For the year, Silica Catalysts sales of $94.0 million increased 9.7 percent versus the same period in 2019, benefiting from higher sales volumes for polyolefin catalysts. Zeolyst JV sales of $128.6 million declined 24.5 percent largely due to lower demand for hydrocracking and specialty catalysts following a robust 2019 that saw the second-highest year on record followed by deferrals in 2020 customer change-outs. Results also reflected lower emission control catalyst sales on heavy-duty diesel production. Adjusted EBITDA of $74.5 million decreased 30.9 percent on reduced sales volumes from Zeolyst JV.
Industrial demand continued to strengthen driven by automotive and coatings applications and the early signs of restocking within the global supply chain. In the fourth quarter, PQ experienced its best sales and Adjusted EBITDA results for Performance Chemicals since the first quarter of 2020.
For the quarter ended December 31, 2020, sales of $158.2 million increased 1.8 percent over the same period in 2019. This improvement was largely driven by recovery of sodium silicate for industrial applications and continued healthy demand of specialty silicas for personal care and surface coatings. Adjusted EBITDA of $35.5 million increased 7.6 percent on improved sales volumes and improved costs from the company’s business transformation initiatives.
For the year, sales of $614.7 million decreased 8.3 percent versus the same period in 2019 on lower global demand for sodium silicates across multiple customer industrial applications. Adjusted EBITDA of $142.4 million decreased 6.0 percent as favorable business transformation cost initiatives were more than offset by lower sales volumes.

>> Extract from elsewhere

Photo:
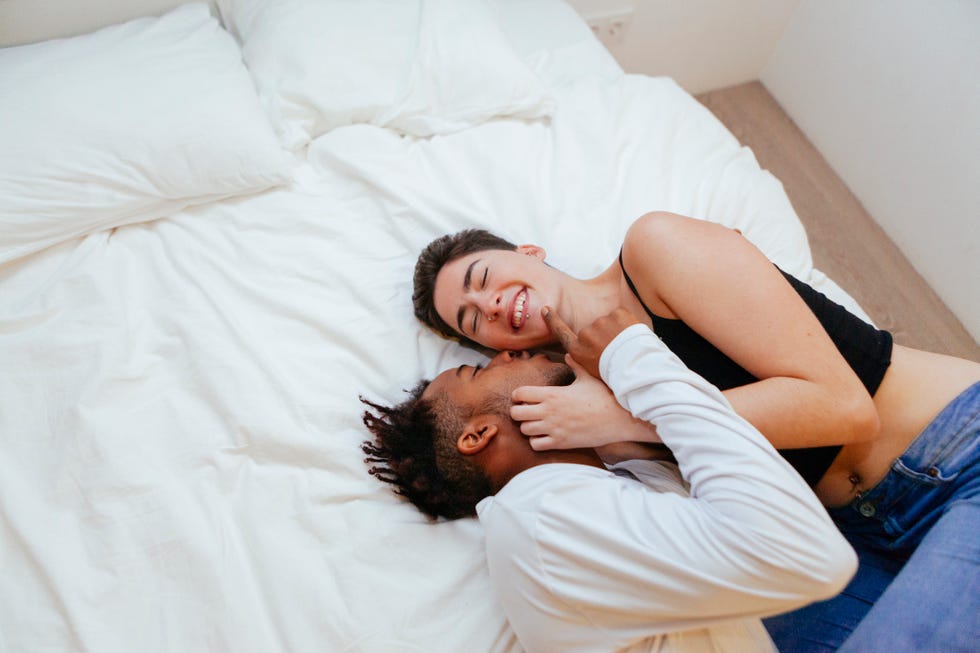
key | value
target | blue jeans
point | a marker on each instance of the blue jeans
(917, 536)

Cash Flows and Balance Sheet
For the year ended December 31, 2020, cash flows from operating activities from continuing operations decreased $22.3 million to $205.4 million, compared to $227.7 million for the same period in 2019. This decrease was primarily driven by a decrease in net income.

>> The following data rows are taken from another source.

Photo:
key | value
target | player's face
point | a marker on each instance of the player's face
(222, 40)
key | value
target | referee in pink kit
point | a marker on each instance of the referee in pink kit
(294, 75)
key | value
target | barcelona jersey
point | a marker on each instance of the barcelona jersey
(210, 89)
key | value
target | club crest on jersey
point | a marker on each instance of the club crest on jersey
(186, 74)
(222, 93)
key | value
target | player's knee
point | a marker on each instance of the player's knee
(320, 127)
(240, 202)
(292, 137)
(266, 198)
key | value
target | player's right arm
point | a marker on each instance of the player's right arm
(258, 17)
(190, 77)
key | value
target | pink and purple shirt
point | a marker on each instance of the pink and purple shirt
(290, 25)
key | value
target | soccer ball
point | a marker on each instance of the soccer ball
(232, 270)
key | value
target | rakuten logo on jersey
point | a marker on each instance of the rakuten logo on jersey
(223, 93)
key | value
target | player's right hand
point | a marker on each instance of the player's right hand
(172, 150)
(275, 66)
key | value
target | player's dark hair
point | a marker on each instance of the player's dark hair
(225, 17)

On December 31, 2020, the Company had cash and cash equivalents of $135.5 million and total debt outstanding of $1,426.4 million. During the year ended December 31, 2020, the Company repaid $467 million of long-term debt and the net debt to Adjusted EBITDA ratio was 3.8x as of December 31, 2020.
On March 1, 2021, the Company announced that it has entered into a definitive agreement to sell its Performance Chemicals business to a partnership between Cerberus Capital Management, L.P. and Koch Minerals & Trading LLC for a purchase price of $1.1 billion.

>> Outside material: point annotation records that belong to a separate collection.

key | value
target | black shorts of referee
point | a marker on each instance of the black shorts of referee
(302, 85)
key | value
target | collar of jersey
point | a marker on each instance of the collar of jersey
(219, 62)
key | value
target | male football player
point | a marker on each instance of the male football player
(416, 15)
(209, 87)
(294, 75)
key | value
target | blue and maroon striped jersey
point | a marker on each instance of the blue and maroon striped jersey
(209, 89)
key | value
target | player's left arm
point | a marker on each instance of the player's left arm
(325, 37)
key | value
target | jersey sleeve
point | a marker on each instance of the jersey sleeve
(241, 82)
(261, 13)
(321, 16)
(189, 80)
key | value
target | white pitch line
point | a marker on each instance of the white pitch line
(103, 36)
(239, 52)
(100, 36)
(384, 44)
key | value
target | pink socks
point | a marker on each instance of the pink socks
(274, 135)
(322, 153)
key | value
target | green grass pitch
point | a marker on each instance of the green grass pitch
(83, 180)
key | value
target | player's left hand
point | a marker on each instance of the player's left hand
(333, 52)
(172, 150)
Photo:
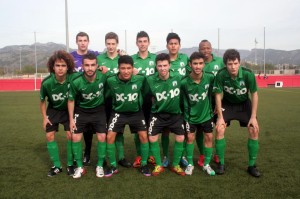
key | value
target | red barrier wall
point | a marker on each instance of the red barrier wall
(19, 84)
(287, 80)
(28, 84)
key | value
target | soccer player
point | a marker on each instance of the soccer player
(55, 88)
(86, 108)
(212, 65)
(179, 64)
(109, 61)
(82, 41)
(236, 83)
(125, 90)
(198, 114)
(144, 64)
(164, 88)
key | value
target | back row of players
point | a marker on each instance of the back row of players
(153, 94)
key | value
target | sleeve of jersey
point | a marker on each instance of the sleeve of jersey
(217, 88)
(252, 83)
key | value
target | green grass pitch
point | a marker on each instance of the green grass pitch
(25, 161)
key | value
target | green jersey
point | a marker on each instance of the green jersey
(181, 64)
(88, 94)
(214, 65)
(126, 95)
(111, 64)
(196, 98)
(145, 66)
(165, 93)
(235, 90)
(56, 92)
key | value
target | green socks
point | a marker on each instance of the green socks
(220, 149)
(144, 153)
(69, 153)
(111, 153)
(101, 151)
(190, 153)
(137, 143)
(120, 145)
(77, 150)
(154, 146)
(253, 147)
(200, 143)
(207, 155)
(165, 144)
(54, 154)
(178, 148)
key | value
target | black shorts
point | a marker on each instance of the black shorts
(240, 112)
(206, 127)
(135, 120)
(90, 119)
(160, 121)
(57, 117)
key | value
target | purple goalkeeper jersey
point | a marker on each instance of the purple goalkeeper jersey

Upon the anticipated close in 2021 and finalization of net cash proceeds, PQ plans to return capital to shareholders through a special dividend of $2.50 to $3.25 per share (subject to Board approval and declaration), which is expected to result in a debt reduction of $450 million to $550 million.
In addition, on March 1, 2021, PQ closed on its acquisition of Chem32, LLC from its founders for a purchase price of $44 million to complement the Company’s Refining Services business. Chem32 is a leading supplier of catalyst pre-activation services used in the production of traditional and renewable fuels. This addition, with its patented technology and services, is expected to grow rapidly and generate higher margins.
2021 Financial Outlook from Continuing Operations
With the announced sale of Performance Chemicals, PQ will be reporting this business as a discontinued operation beginning in the first quarter of 2021. Consequently, the company is providing 2021 guidance from continuing operations for Target PQ, which reflects the Refining Services and Catalyst businesses and excludes Performance Chemicals, as below:
- Sales of $555 to $565 million(2)
- Adjusted EBITDA of $215 to $225 million
- Adjusted free cash flow of $75 to $85 million
(2) GAAP sales only; Excludes proportionate 50 percent share of Zeolyst Joint Venture sales target of $140 to $150 million.